Chick Hicks has bought into the “Winning isn’t everything; it’s the only thing” mindset and is determined to win at any cost. He yells at the King, “I’m not coming in behind you again, old man!” and he knocks the King off the racetrack, causing him to roll multiple times until he comes to a smashed and steaming stop. As Lightening McQueen approaches the finish line, his victory sure, he glances up and sees on the telescreen his hero, the King, wrecked and alone.
Then Lightening McQueen does something no one expected. As he approaches the waving checkered flag, he screeches to a halt just before the finish line. The crowd falls silent. Meanwhile Chick Hicks blows past him to win the race, yelling, “Yeah! Woohoo! Alright baby! Yeah!” Then Lightening McQueen goes in reverse and backs all the way over to the wrecked and alone King, who asks, “What are you doing, kid?” “I think the King should finish his last race,” Lightening McQueen replies, as he begins gently pushing his idol toward the finish line. The King is stunned, “You just gave up the Piston Cup. You know that?” Lightening McQueen smiles, “This grumpy old racecar I know once told me something…It’s just an empty cup.” Then he helped the King cross the finish line.
That is what it looks like to persevere and to look out for one another. That is the antidote to the destructive effects of “winning isn’t everything; it’s the only thing.” That is the antidote to the stress and anxiety caused by “Down here it’s just winners and losers, and don’t get caught on the wrong side of that line.”
“Therefore, since we are surrounded by so great a cloud of witnesses…let us run with perseverance the race that is set before us.” And what is our focus?
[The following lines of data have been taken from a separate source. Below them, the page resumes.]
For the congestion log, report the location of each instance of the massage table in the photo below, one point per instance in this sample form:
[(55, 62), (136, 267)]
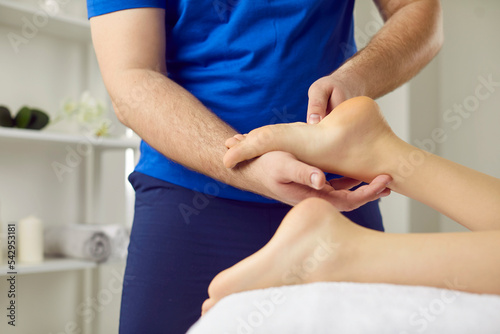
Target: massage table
[(352, 308)]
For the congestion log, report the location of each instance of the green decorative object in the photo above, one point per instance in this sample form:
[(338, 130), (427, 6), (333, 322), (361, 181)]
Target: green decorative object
[(26, 118), (38, 120), (23, 117), (5, 117)]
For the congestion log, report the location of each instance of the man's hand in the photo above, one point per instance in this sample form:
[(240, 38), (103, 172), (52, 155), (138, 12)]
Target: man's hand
[(325, 94), (411, 36), (289, 180)]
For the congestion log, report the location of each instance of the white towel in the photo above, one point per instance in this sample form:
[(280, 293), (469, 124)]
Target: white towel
[(87, 241), (324, 308)]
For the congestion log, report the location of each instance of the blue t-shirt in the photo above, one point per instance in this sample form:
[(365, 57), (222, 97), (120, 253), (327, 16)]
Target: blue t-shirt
[(251, 62)]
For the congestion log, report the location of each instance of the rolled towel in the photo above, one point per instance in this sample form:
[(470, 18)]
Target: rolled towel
[(97, 243)]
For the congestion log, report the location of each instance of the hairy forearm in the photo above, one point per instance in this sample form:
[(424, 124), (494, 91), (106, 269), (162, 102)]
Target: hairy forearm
[(176, 124), (410, 38)]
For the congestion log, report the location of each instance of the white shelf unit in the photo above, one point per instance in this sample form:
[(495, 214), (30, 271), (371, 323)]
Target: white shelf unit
[(46, 136), (12, 13), (48, 265), (72, 32), (96, 146)]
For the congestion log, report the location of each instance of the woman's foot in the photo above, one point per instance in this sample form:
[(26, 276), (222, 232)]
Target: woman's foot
[(352, 141), (313, 243)]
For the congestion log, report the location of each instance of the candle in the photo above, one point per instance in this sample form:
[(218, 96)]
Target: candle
[(30, 239)]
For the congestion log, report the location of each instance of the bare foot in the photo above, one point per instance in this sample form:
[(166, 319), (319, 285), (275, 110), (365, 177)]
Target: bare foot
[(352, 141), (312, 244)]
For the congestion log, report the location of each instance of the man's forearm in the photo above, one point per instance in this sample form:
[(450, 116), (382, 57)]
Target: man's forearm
[(176, 124), (410, 38)]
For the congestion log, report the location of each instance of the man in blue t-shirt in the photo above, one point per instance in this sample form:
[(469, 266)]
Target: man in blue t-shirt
[(186, 75)]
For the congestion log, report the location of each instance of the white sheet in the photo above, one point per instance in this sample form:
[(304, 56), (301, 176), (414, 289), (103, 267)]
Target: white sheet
[(352, 308)]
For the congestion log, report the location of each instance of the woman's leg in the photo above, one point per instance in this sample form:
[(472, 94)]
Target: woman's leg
[(316, 243), (354, 140)]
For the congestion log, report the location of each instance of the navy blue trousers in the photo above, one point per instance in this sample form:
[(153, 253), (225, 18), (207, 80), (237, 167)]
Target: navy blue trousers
[(181, 239)]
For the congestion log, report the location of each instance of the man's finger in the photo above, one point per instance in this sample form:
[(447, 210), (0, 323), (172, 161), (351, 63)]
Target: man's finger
[(344, 183), (256, 143), (318, 103), (301, 173)]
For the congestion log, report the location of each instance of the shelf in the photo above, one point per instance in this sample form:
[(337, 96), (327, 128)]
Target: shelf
[(45, 136), (12, 14), (49, 265)]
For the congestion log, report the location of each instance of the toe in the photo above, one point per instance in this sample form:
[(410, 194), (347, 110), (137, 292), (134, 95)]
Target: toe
[(207, 305)]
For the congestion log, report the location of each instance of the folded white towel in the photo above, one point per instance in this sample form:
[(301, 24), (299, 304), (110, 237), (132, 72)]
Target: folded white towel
[(324, 308), (88, 242)]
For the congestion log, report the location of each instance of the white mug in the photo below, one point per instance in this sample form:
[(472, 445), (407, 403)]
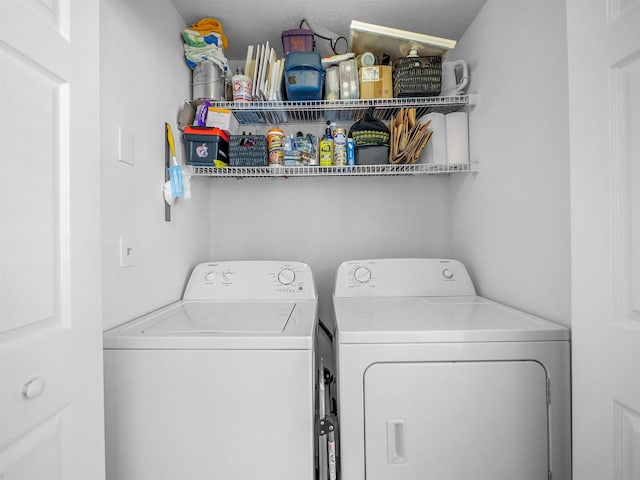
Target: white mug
[(455, 78)]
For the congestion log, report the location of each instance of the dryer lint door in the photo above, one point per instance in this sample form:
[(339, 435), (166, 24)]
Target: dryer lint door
[(456, 420)]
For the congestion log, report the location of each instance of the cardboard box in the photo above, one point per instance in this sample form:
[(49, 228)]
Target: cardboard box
[(221, 118), (375, 82), (206, 146)]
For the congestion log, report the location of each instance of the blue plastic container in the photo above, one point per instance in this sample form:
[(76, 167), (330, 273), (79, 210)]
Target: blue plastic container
[(304, 76)]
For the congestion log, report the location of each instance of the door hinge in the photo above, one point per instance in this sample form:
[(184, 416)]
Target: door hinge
[(548, 391)]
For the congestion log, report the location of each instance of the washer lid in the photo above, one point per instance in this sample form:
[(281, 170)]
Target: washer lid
[(438, 319), (224, 317), (194, 324)]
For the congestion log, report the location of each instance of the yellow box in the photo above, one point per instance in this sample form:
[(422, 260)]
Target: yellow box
[(375, 82)]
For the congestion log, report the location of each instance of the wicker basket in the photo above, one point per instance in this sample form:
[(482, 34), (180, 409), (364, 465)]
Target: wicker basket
[(248, 151), (415, 76)]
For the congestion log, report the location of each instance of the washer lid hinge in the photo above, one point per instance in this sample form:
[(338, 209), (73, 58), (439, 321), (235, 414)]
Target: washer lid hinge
[(326, 425), (548, 392)]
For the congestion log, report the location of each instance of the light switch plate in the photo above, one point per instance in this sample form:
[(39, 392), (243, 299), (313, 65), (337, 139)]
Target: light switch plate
[(126, 146), (127, 251)]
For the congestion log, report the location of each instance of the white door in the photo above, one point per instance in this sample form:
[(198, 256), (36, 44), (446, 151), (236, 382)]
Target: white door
[(604, 86), (51, 423), (456, 420)]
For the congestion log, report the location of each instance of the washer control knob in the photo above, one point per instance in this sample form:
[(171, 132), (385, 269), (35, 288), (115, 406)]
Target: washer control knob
[(286, 276), (227, 276), (448, 274), (362, 274)]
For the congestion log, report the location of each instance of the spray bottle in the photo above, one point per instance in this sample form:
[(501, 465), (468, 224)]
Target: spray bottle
[(326, 147)]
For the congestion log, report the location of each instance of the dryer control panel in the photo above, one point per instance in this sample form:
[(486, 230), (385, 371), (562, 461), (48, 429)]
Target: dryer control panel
[(403, 277), (251, 280)]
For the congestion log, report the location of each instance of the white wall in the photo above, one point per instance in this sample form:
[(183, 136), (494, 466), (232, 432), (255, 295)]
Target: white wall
[(510, 221), (143, 82), (327, 220)]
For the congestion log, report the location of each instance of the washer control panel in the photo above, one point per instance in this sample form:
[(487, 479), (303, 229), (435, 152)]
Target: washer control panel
[(421, 277), (250, 280)]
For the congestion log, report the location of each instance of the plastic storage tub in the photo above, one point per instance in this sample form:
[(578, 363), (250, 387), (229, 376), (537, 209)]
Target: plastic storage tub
[(304, 76), (372, 155), (207, 147)]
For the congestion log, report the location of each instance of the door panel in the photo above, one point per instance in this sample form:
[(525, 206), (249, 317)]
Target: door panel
[(50, 325), (605, 174), (456, 420)]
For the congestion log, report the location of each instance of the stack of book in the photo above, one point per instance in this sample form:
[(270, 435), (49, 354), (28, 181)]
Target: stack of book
[(266, 72)]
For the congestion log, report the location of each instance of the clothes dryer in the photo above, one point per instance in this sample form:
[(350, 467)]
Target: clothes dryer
[(436, 382), (220, 384)]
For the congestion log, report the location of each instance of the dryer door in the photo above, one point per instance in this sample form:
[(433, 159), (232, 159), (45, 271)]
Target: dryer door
[(456, 420)]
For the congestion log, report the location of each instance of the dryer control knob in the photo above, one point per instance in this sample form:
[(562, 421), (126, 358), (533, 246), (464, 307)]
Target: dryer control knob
[(286, 276), (362, 274), (448, 274)]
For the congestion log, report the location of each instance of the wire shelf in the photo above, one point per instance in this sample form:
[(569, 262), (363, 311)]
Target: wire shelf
[(315, 171), (271, 112)]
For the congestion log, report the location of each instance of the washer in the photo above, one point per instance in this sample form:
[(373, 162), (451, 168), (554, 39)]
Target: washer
[(436, 382), (220, 384)]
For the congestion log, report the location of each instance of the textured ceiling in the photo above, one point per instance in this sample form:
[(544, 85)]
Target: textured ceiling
[(254, 22)]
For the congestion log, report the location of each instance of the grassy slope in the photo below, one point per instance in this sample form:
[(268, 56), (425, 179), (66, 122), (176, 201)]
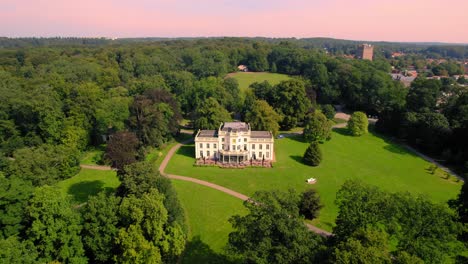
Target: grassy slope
[(207, 213), (369, 158), (88, 182), (247, 78)]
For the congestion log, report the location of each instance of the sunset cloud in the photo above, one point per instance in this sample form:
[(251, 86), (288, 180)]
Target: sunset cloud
[(395, 20)]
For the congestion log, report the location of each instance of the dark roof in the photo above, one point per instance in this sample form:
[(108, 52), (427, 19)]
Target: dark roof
[(260, 134), (207, 133), (235, 126)]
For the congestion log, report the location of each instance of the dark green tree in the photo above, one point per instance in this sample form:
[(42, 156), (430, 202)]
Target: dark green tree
[(272, 231), (317, 128), (210, 115), (328, 110), (54, 227), (14, 195), (357, 124), (100, 227), (122, 149), (263, 117), (145, 236), (45, 164), (291, 102)]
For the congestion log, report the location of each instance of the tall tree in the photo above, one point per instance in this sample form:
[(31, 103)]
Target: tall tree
[(14, 195), (358, 123), (292, 102), (155, 117), (210, 115), (317, 128), (122, 149), (145, 236), (46, 164), (263, 117), (54, 227), (272, 231), (100, 226)]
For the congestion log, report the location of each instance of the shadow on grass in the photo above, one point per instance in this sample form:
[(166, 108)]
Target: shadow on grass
[(297, 158), (198, 252), (188, 151), (183, 137), (342, 131), (82, 190), (396, 149), (296, 137)]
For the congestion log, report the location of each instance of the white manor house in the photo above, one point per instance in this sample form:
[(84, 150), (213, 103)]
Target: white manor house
[(234, 142)]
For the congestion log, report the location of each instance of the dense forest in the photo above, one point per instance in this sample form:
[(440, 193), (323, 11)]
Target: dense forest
[(62, 96)]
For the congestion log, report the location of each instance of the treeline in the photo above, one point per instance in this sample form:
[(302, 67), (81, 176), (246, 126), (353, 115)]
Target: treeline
[(383, 49), (434, 119), (59, 100), (142, 222)]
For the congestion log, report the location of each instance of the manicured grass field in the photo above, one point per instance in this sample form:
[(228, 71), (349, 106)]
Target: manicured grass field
[(247, 78), (87, 183), (370, 158), (207, 213)]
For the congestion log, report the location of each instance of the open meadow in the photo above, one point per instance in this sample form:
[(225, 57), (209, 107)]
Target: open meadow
[(207, 212), (369, 158)]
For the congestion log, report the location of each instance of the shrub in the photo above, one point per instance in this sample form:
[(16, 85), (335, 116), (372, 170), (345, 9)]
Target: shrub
[(358, 123), (313, 154)]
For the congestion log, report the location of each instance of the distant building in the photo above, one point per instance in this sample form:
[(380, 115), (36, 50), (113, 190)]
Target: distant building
[(243, 68), (365, 52), (234, 142)]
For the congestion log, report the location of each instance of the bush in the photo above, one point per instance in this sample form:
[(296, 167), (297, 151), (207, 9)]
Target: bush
[(310, 205), (313, 154), (328, 110), (358, 123)]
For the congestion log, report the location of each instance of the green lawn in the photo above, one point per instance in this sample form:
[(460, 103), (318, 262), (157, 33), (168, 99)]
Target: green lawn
[(369, 158), (157, 155), (207, 213), (88, 182), (247, 78)]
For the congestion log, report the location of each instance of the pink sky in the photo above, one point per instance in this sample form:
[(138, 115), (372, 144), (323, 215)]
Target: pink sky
[(396, 20)]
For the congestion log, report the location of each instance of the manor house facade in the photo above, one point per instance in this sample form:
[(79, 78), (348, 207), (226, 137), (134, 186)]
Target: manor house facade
[(234, 142)]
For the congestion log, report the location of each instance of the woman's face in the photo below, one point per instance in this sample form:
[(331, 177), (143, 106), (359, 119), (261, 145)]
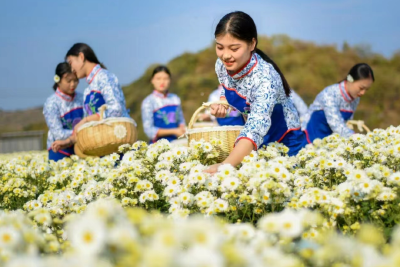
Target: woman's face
[(359, 88), (77, 65), (161, 81), (233, 52), (68, 83)]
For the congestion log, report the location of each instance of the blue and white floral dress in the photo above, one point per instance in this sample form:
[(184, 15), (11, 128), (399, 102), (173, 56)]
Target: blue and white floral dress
[(232, 118), (62, 112), (104, 88), (329, 112), (161, 111), (257, 91), (300, 105)]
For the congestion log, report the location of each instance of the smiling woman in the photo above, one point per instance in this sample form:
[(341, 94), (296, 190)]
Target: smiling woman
[(161, 111), (254, 85), (103, 88), (336, 104), (62, 111)]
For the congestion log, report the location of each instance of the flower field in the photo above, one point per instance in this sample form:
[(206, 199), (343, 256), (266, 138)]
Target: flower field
[(335, 204)]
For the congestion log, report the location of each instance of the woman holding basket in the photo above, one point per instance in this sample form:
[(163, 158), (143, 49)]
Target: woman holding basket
[(62, 111), (336, 104), (254, 85)]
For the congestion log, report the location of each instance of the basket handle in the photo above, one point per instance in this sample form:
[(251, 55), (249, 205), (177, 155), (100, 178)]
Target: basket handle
[(208, 105), (102, 109), (360, 125)]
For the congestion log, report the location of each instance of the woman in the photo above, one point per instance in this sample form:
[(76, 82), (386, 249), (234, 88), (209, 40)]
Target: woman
[(337, 103), (233, 118), (162, 114), (255, 86), (103, 88), (300, 105), (63, 111)]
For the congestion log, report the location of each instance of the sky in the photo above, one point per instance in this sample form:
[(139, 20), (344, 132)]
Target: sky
[(128, 36)]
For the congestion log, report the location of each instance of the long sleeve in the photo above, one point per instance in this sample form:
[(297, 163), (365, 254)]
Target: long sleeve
[(299, 104), (148, 120), (53, 119), (181, 118), (259, 120), (114, 98), (335, 119)]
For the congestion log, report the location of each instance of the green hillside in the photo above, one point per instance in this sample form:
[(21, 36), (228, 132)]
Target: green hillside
[(308, 68)]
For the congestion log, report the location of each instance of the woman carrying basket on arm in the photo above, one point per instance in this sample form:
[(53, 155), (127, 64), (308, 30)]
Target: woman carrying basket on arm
[(62, 111), (103, 88), (162, 114), (336, 104), (255, 86)]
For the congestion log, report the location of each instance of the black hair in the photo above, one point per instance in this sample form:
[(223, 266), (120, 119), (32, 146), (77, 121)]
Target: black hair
[(361, 71), (161, 69), (86, 50), (61, 69), (241, 26)]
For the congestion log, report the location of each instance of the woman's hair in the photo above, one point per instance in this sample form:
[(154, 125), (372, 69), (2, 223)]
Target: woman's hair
[(161, 69), (86, 50), (61, 69), (241, 26), (361, 71)]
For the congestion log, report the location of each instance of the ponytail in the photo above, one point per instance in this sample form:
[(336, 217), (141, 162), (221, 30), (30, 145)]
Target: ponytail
[(270, 61), (241, 26), (87, 51), (61, 69)]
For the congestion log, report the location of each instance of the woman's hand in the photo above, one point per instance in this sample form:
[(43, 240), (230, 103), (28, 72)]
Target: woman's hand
[(181, 130), (213, 168), (218, 110), (82, 122), (61, 144)]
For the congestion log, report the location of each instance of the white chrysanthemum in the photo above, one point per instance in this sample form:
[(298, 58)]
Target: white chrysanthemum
[(387, 194), (358, 175), (173, 180), (87, 235), (231, 183), (167, 156), (171, 191), (207, 147), (269, 223), (290, 224), (394, 178), (186, 198), (265, 197), (226, 170), (220, 205), (198, 178), (9, 237)]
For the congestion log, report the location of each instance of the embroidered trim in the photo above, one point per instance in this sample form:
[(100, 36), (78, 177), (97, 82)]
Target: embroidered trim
[(233, 89), (288, 131), (164, 107), (94, 75), (245, 65), (307, 137), (254, 144), (71, 111)]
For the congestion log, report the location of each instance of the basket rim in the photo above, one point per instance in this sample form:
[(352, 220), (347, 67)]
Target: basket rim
[(215, 129), (105, 121)]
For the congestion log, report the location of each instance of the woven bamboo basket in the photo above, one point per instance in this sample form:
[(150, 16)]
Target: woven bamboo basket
[(360, 125), (103, 137), (204, 124), (180, 142), (226, 134)]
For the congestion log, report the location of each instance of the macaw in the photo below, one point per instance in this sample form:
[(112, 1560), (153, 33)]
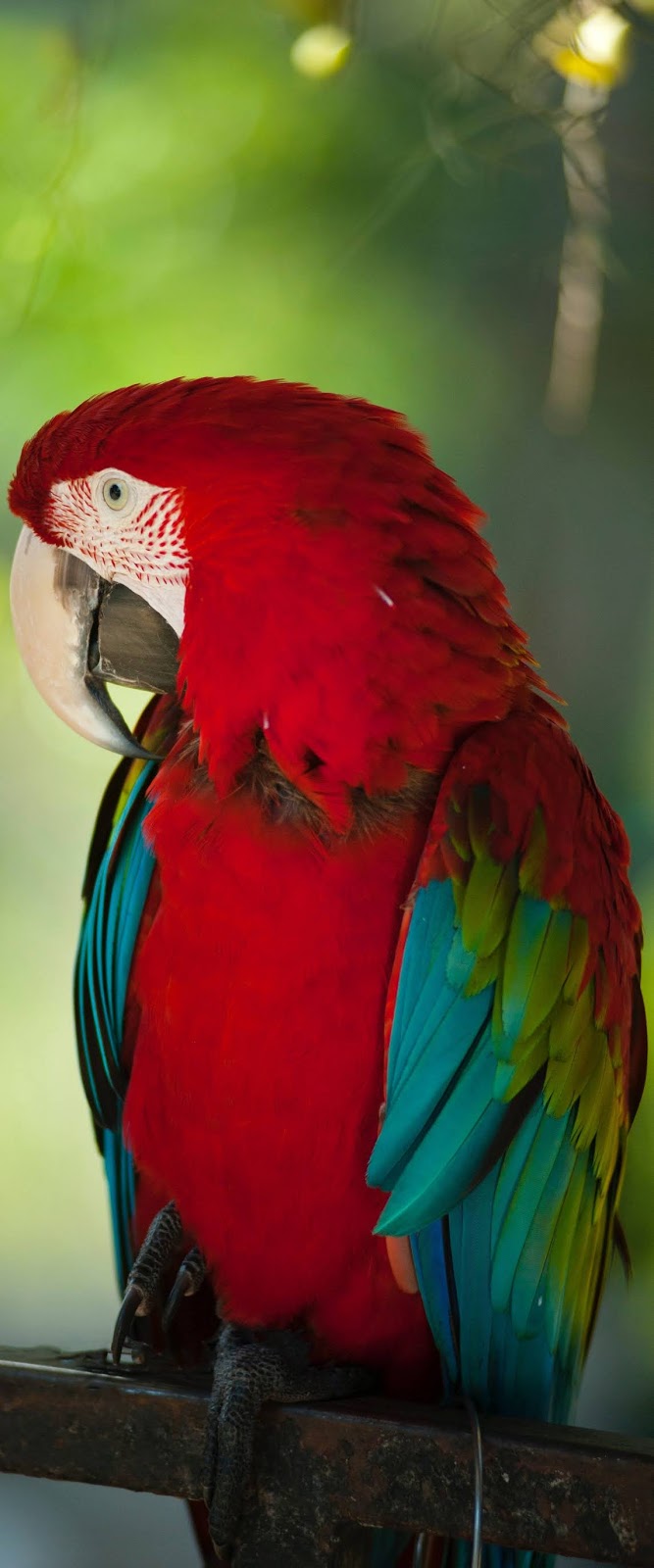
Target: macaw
[(358, 998)]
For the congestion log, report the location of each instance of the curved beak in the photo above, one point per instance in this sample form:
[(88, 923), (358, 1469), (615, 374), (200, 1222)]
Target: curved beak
[(75, 631)]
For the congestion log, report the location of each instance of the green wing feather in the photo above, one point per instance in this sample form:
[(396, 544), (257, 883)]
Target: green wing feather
[(507, 1078)]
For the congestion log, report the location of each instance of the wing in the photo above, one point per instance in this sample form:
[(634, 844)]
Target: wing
[(117, 886), (515, 1065)]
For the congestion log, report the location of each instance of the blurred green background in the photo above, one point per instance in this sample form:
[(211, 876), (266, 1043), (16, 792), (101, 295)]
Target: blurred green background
[(182, 195)]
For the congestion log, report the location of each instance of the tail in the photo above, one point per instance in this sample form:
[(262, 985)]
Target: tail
[(458, 1554)]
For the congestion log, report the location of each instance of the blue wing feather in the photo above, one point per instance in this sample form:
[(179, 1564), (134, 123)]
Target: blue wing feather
[(117, 893), (474, 1191)]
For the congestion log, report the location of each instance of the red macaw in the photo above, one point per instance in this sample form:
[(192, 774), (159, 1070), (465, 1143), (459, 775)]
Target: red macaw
[(358, 982)]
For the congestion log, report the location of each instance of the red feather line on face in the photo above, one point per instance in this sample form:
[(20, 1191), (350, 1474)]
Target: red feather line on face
[(339, 588)]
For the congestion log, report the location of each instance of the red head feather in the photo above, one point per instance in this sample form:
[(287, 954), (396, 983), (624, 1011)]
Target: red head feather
[(339, 593)]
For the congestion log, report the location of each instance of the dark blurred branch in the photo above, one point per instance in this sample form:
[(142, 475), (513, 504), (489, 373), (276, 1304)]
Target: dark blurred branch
[(325, 1471)]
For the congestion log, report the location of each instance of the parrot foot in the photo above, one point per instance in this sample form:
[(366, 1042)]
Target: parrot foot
[(251, 1369), (144, 1275), (188, 1280)]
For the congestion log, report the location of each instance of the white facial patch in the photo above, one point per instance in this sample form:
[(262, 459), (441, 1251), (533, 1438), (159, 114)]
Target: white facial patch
[(128, 530)]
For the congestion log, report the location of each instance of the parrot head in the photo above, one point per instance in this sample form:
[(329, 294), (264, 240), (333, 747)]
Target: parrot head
[(290, 564)]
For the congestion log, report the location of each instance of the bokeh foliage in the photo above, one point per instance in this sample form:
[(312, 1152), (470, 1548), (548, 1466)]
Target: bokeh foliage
[(176, 200)]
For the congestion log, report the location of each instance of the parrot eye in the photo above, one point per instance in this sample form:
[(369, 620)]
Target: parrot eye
[(117, 493)]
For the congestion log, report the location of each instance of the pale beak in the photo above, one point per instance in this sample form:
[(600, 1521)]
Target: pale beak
[(75, 631)]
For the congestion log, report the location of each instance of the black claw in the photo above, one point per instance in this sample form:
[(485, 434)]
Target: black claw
[(188, 1282), (128, 1308), (248, 1372), (144, 1277)]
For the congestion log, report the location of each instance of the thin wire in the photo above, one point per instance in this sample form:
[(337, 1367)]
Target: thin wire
[(478, 1463)]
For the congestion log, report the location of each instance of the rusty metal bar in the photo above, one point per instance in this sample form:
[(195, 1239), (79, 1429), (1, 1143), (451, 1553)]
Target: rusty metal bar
[(325, 1471)]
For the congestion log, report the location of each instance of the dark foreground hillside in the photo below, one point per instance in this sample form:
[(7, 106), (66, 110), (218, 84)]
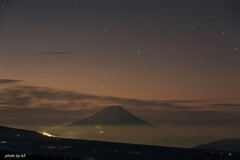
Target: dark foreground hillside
[(38, 146)]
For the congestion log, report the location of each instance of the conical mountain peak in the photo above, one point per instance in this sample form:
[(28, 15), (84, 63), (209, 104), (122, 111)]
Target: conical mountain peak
[(113, 115)]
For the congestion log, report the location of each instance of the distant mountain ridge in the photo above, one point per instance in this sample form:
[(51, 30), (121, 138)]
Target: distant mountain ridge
[(113, 115), (224, 145)]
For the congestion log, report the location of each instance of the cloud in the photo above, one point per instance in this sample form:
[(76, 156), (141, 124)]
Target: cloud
[(7, 81), (40, 97), (56, 52)]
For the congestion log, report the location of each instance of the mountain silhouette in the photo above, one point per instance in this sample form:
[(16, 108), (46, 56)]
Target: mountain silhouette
[(224, 145), (113, 115)]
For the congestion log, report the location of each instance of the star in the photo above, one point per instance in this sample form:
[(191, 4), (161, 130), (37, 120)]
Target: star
[(223, 33)]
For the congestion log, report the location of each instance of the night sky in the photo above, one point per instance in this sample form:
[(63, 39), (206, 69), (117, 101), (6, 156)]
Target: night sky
[(175, 63)]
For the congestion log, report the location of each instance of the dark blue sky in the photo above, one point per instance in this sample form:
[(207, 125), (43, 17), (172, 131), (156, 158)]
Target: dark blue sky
[(149, 49)]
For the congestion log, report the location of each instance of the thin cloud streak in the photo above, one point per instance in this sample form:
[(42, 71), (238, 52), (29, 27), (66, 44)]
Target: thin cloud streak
[(7, 81), (56, 53)]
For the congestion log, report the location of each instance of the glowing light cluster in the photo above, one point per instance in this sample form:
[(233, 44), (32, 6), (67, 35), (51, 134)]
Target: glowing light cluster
[(47, 134)]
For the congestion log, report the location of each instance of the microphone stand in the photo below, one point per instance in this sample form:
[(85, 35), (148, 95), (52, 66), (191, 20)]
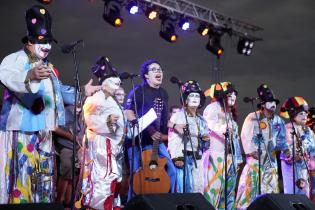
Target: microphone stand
[(133, 142), (260, 138), (77, 90), (186, 137), (226, 144), (300, 149)]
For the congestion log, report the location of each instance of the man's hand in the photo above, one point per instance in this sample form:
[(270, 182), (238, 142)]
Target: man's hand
[(113, 118), (40, 72), (179, 128), (179, 163), (156, 136), (89, 89), (254, 155)]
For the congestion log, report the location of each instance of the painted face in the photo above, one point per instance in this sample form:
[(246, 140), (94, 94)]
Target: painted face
[(301, 118), (271, 106), (154, 76), (231, 99), (193, 100), (111, 84), (42, 50), (120, 95), (175, 110)]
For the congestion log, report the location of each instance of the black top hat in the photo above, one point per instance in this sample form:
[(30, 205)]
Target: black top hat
[(103, 69), (38, 23), (192, 86), (311, 117), (265, 94)]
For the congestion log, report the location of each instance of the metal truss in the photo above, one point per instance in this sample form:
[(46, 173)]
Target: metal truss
[(197, 12)]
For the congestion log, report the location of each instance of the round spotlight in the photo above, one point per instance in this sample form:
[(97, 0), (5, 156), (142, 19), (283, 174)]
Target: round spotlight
[(251, 45), (184, 24), (118, 22), (174, 38), (133, 7), (245, 46), (151, 13), (203, 29)]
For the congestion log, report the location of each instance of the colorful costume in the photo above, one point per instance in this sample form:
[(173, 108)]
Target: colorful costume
[(26, 145), (103, 146), (197, 128), (104, 152), (214, 157), (273, 138), (304, 137)]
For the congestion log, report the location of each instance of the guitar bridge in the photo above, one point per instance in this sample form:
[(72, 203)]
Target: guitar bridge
[(150, 179)]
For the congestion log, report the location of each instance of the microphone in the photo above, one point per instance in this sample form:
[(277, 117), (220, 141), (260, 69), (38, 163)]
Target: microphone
[(126, 75), (67, 48), (249, 99), (175, 80)]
The writer continues, “looking unto Jesus the pioneer and perfecter of our faith, who for the sake of the joy that was set before him endured the cross, disregarding its shame, and has taken his seat at the right hand of the throne of God.”
That is exactly what happened on Good Friday, when Jesus, “the pioneer and perfecter of our faith”—who scripture identifies as “the one who began a good work among you (and) will bring it to completion” (Philippians 1:6) endured the cross for you. Jesus joined hands with a world that was not worthy of him in order to help that same world across the finish line, even if that meant he would be considered a loser on the “wrong side of that line.” Jesus refused to cross the finish line until gently helping those who were alone and wrecked to do so.
Jesus walked the road that is long “with many a winding turn” all the way to Calvary. And even now the Risen Jesus walks with you through your life “with many a winding turn” because your welfare has always been his concern. Jesus has never seen you as an opponent to defeat but as a brother or sister to help. This is good news in a world where people buy bullet proof backpacks for their kids.
Later in the Letter to the Hebrews the writer tells us how to respond to the gospel with another “therefore”: “Therefore lift your drooping hands and strengthen your weak knees, and make straight paths for your feet, so that what is lame may not be put out of joint, but rather be healed” (Hebrews 12:12-13).
So as we begin this school year together, forget the International Triathlon Union, forget the empty cup. Instead, persevere in your faith and look out for one another.
And may the Holy Spirit replace any sadness with “the gladness of love for one another.”